Arturo Souto: precisiones

PABLOS

VIGO

GUSTAVO RIVAS

CONTRASTES | O |

01 jun 2006 . Actualizado a las 07:00 h.

TODOS querríamos que los hechos hubieran sucedido como a nosotros, personalmente, nos gustaría, máxime si, además, la versión adornada -decir falseada quizá sea excesivo-, nos favorece. Pero la realidad es una, intocable y, como decía Machado, la verdad es la verdad, dígala Agamenón o su porquero. Tan largo exordio, por el que pedimos perdón, viene a cuento de la presentación de la espléndida exposición del pintor Arturo Souto que, el 18 pasado, con los fondos de su colección, ofrece Caixa Galicia en Vigo, y que bien merece ser visitada y gozada despaciosamente, puesto que se trata del más grande de los artistas plásticos que haya nacido en Galicia.
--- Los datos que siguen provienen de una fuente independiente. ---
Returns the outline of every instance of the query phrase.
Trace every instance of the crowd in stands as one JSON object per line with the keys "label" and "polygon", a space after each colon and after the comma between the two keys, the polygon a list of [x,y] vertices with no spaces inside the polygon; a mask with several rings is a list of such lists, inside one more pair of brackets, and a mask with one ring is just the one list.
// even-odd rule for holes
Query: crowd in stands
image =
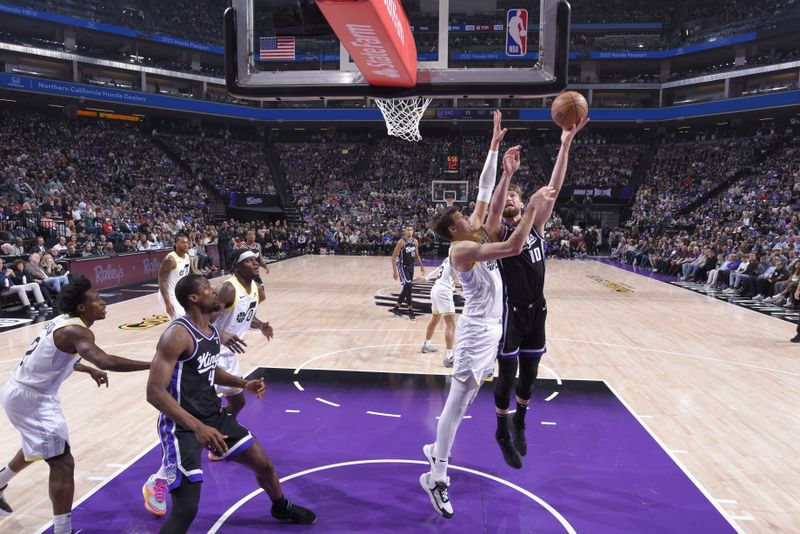
{"label": "crowd in stands", "polygon": [[[731,295],[796,308],[800,141],[794,126],[771,136],[777,150],[762,161],[752,160],[756,165],[721,194],[680,214],[681,230],[670,235],[663,227],[634,221],[639,224],[619,237],[612,257]],[[763,140],[742,141],[758,147]],[[702,159],[705,151],[695,148],[695,158]],[[739,143],[737,148],[744,147]]]}

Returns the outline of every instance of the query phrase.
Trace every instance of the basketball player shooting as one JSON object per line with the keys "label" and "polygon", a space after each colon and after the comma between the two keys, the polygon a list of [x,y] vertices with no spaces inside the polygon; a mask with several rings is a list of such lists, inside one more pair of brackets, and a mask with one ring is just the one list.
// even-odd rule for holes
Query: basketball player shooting
{"label": "basketball player shooting", "polygon": [[172,509],[160,532],[185,533],[194,521],[203,481],[203,449],[250,469],[272,500],[272,517],[314,523],[314,512],[284,496],[272,460],[217,397],[215,384],[240,388],[258,398],[266,386],[261,378],[245,380],[217,368],[220,338],[211,323],[221,309],[216,291],[202,276],[190,274],[178,282],[175,296],[186,315],[173,321],[158,340],[147,382],[147,401],[161,413],[162,465],[172,495]]}
{"label": "basketball player shooting", "polygon": [[[519,165],[519,147],[513,147],[503,156],[501,187],[505,189],[508,186]],[[420,485],[434,509],[443,517],[453,517],[454,513],[448,495],[447,465],[456,431],[481,384],[494,371],[502,335],[503,283],[497,260],[520,253],[535,214],[553,200],[554,194],[550,187],[537,191],[520,220],[521,231],[506,241],[487,242],[482,225],[474,224],[471,217],[463,215],[456,207],[447,208],[431,219],[430,228],[442,239],[453,242],[450,262],[461,282],[466,301],[456,327],[458,345],[453,380],[436,427],[436,441],[422,448],[431,469],[420,476]],[[497,217],[499,219],[499,214]]]}
{"label": "basketball player shooting", "polygon": [[90,330],[106,317],[106,303],[92,284],[77,276],[61,288],[58,309],[63,311],[42,330],[11,373],[2,393],[11,424],[22,435],[22,449],[0,469],[0,510],[11,513],[3,497],[9,480],[37,460],[50,467],[50,501],[55,534],[72,532],[75,460],[58,389],[72,371],[88,373],[98,386],[108,387],[108,375],[80,363],[81,358],[108,371],[131,372],[150,368],[150,362],[106,354]]}
{"label": "basketball player shooting", "polygon": [[[528,452],[525,439],[525,414],[533,394],[533,383],[538,373],[539,361],[547,352],[544,225],[553,213],[556,198],[564,184],[572,140],[588,122],[588,117],[584,117],[572,128],[561,132],[561,148],[548,184],[555,196],[548,198],[547,202],[537,209],[532,227],[524,228],[521,225],[522,190],[519,186],[502,181],[494,192],[486,221],[486,232],[492,242],[507,241],[520,232],[526,234],[522,250],[518,254],[500,260],[500,273],[506,287],[506,298],[503,303],[502,344],[497,354],[499,376],[494,389],[497,412],[495,439],[506,463],[516,469],[522,467],[522,457]],[[518,364],[517,411],[514,413],[513,424],[509,431],[508,412]]]}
La ùltima muestra realizada en Vigo por el pintor, republicano y exiliado en México, no fue un éxito, como allí se dijo, arrimando el ascua a la sardina del orador, sino un total fracaso. Tanto, que el pintor no vendió ni uno solo de sus cuadros y apenas tuvo otro reflejo en prensa que la página que le dedicó quien ahora precisa aquellos hechos, sin el más mínimo ánimo de polémica. Era octubre de 1963. Souto expuso en la desaparecida sala Velázquez. Clausurada la muestra, me citó en un piso de la calle Reconquista como deshabitado. Era muy de mañana. El artista, elegante, dandi decadente, con aspecto de personaje de Lampedusa, amplia la calva en cráneo brillante, escaso el cabello en la nuca, muy repeinado, batín de seda con cinturón caído, tomaba te una taza de porcelana china. Se quejó amargamente del abandono de sus supuestos amigos aquí, más aún del nulo éxito de su muestra, y nos agradeció la página a él dedicada en la prensa. Añadió que al día siguiente, al abandonar Vigo, y como Santa Teresa en Avila, sacudiría el polvo de sus zapatos en el Alto de la Encarnación para no llevarse nada de aquí. Dijo saber de mi escaso pecunio y me ofreció, como regalo, el cuadro que quisiera, porque todos los de la exposición estaban repartidos por el suelo del salón con muebles enfundados en que nos recibió. Poseo el cuadro, a carbón y sanguina, recreación de un bacanal renacentista, magistral. Souto regresó a México, donde falleció meses después, el 3 de julio de 1964. Hoy, su obra tiene estima internacional. Porque fue, además de un hombre fiel a su ideología, capaz de sufrir por ello, un excepcional pintor de huella perdurable.